Efficiency of a code ($C$) is defined as

\(\begin{equation} \eta = \frac{H(X)}{L(C)} \end{equation}\) where $H(X)$ is the entropy of the message symbols and $L(C)$ is the average code word length. Also, $0 \leq H(X) \leq L(C)$, this implies $0 \leq \eta \leq 1$.

Table I: Compute the efficiency.

Alphabet Probability
A 0.9
B 0.1
\[L(C) = 1 \times 0.9 + 1 \times 0.1 = 1 bit\\ H(X) = - 0.9 \log_{2}(0.9) - 0.1 \log_{2}(0.1) = 0.46 bits\\ \eta = \frac{H(X)}{L(C)} = 0.46 = 46 \%\\\]

Now, how to improve the efficiency of code by still using the huffman code.

This can be done by creating a different alphabet. The different alphabet is obtained by taking two at a time (i.e AA, AB, BA, BB). Here we assume independence, so the probability of A and A is $P(A)\times P(A) = 0.81$. Similarly for AB, BA and BB. Table II shows the new alphabet and its corresponding probabilities.

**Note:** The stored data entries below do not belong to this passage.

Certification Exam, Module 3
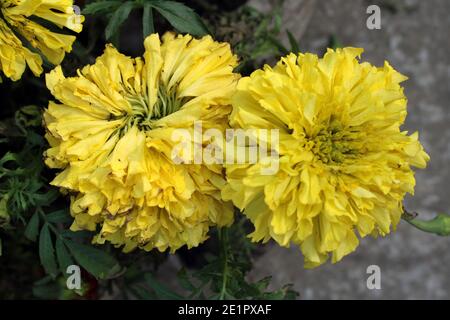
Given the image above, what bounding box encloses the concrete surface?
[245,0,450,299]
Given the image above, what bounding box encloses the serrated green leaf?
[15,105,41,133]
[82,0,122,15]
[151,1,209,36]
[129,285,156,300]
[33,274,53,286]
[142,3,154,38]
[286,30,299,53]
[255,276,272,291]
[144,273,183,300]
[105,1,136,40]
[61,230,93,239]
[33,189,59,207]
[328,35,342,50]
[266,36,289,55]
[24,211,39,241]
[65,240,119,279]
[0,152,19,167]
[407,213,450,236]
[273,10,282,33]
[39,224,58,277]
[46,209,72,224]
[32,280,63,300]
[56,238,74,275]
[177,268,195,291]
[18,193,27,212]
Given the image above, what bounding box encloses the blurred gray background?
[158,0,450,300]
[245,0,450,299]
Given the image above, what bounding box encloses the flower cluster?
[0,0,83,81]
[39,28,429,266]
[44,33,238,252]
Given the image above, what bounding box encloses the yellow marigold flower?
[0,0,83,81]
[222,48,429,268]
[44,33,238,252]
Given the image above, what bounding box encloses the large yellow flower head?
[44,33,239,252]
[223,48,429,268]
[0,0,83,81]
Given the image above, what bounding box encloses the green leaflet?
[150,1,209,36]
[24,211,39,241]
[65,240,120,279]
[39,224,58,278]
[105,1,137,40]
[84,0,210,43]
[142,3,155,38]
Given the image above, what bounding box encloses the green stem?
[218,227,229,300]
[402,207,450,236]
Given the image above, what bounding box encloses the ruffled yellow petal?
[0,19,43,80]
[0,0,83,80]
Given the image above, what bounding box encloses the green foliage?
[203,2,295,74]
[31,208,121,280]
[24,212,39,241]
[32,275,89,299]
[232,5,283,67]
[39,223,59,277]
[0,106,48,225]
[105,1,138,40]
[182,225,297,300]
[65,240,120,279]
[83,0,209,42]
[144,274,184,299]
[82,0,123,14]
[0,106,120,284]
[130,220,298,300]
[55,238,74,274]
[286,30,300,53]
[142,3,155,37]
[328,35,342,50]
[150,1,209,36]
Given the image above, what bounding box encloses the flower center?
[309,119,359,164]
[121,84,187,133]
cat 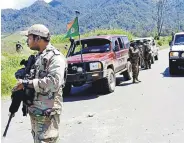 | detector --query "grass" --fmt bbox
[155,36,171,50]
[1,53,28,96]
[159,45,170,50]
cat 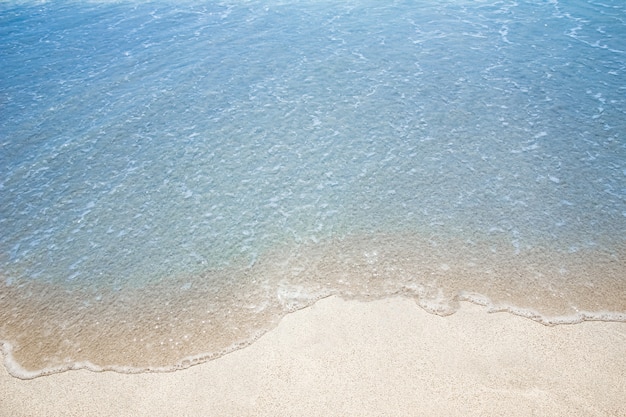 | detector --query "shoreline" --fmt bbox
[2,296,625,416]
[3,235,625,378]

Table II: Compute the efficiency.

Alphabet Probability
AA 0.81
AB 0.09
BA 0.09
BB 0.01

alt

Figure 1: Computing Huffman code for the example in Table II.

Table III : Huffman Code for the example in Table II.

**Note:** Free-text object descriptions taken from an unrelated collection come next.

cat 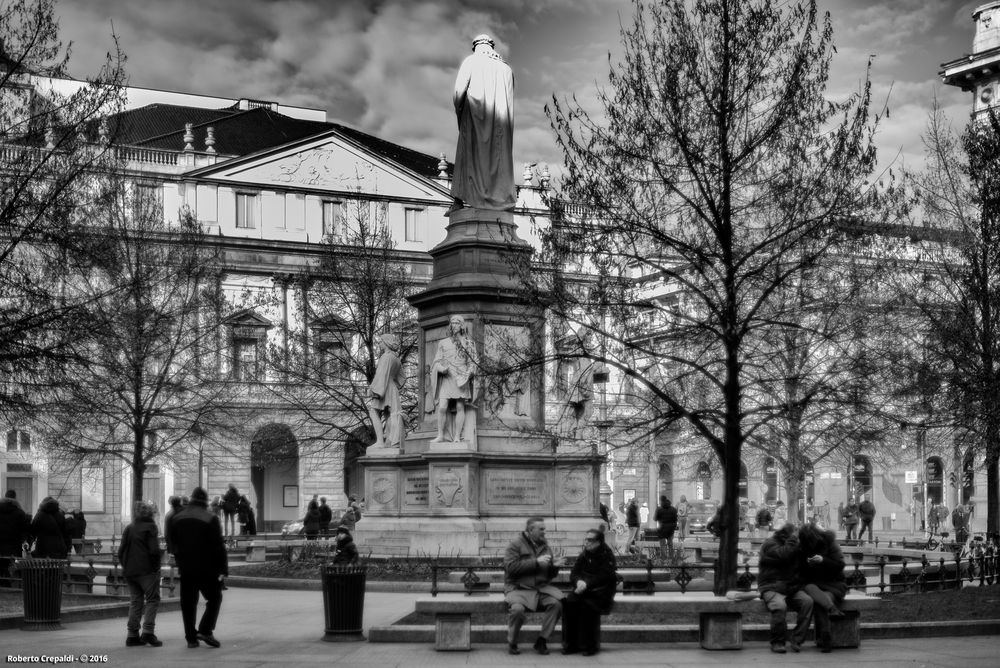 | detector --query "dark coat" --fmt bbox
[797,528,847,599]
[655,504,678,538]
[117,518,162,578]
[30,498,70,558]
[0,498,29,557]
[626,503,640,528]
[568,542,617,614]
[757,526,800,595]
[222,487,240,514]
[303,507,321,535]
[858,500,876,521]
[69,512,86,540]
[318,502,333,527]
[756,507,773,528]
[503,531,561,595]
[167,499,228,578]
[340,507,358,530]
[332,535,359,564]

Alphabet Probability Codeword
AA 0.81 0
AB 0.09 11
BA 0.09 100
BB 0.01 101

In this case, the average code word length $L_{new}(C) = 1 \times 0.81 + 2 \times 0.09 + 3 \times 0.09 + 3 \times 0.01 = 1.29$ bits/pair.

$L_{new}(C)$ per symbol $= \frac{1.29}{2} = 0.645$ bits/symbol.

Since we assumed independence of A and A, A and B, B and A, B and B, therefore $H_{new}(X) = 2 \times H(X)$ bits/pair.

$H_{new}(X)$ per symbol $= H(X) = 0.46$ bits/symbol

Therefore, $\eta_{new} = \frac{H_{new}}{L_{new}(C)} = \frac{ H(X)}{L_{new}(C)} = \frac{ 0.46}{ 0.645} = 0.71$ bits/symbol.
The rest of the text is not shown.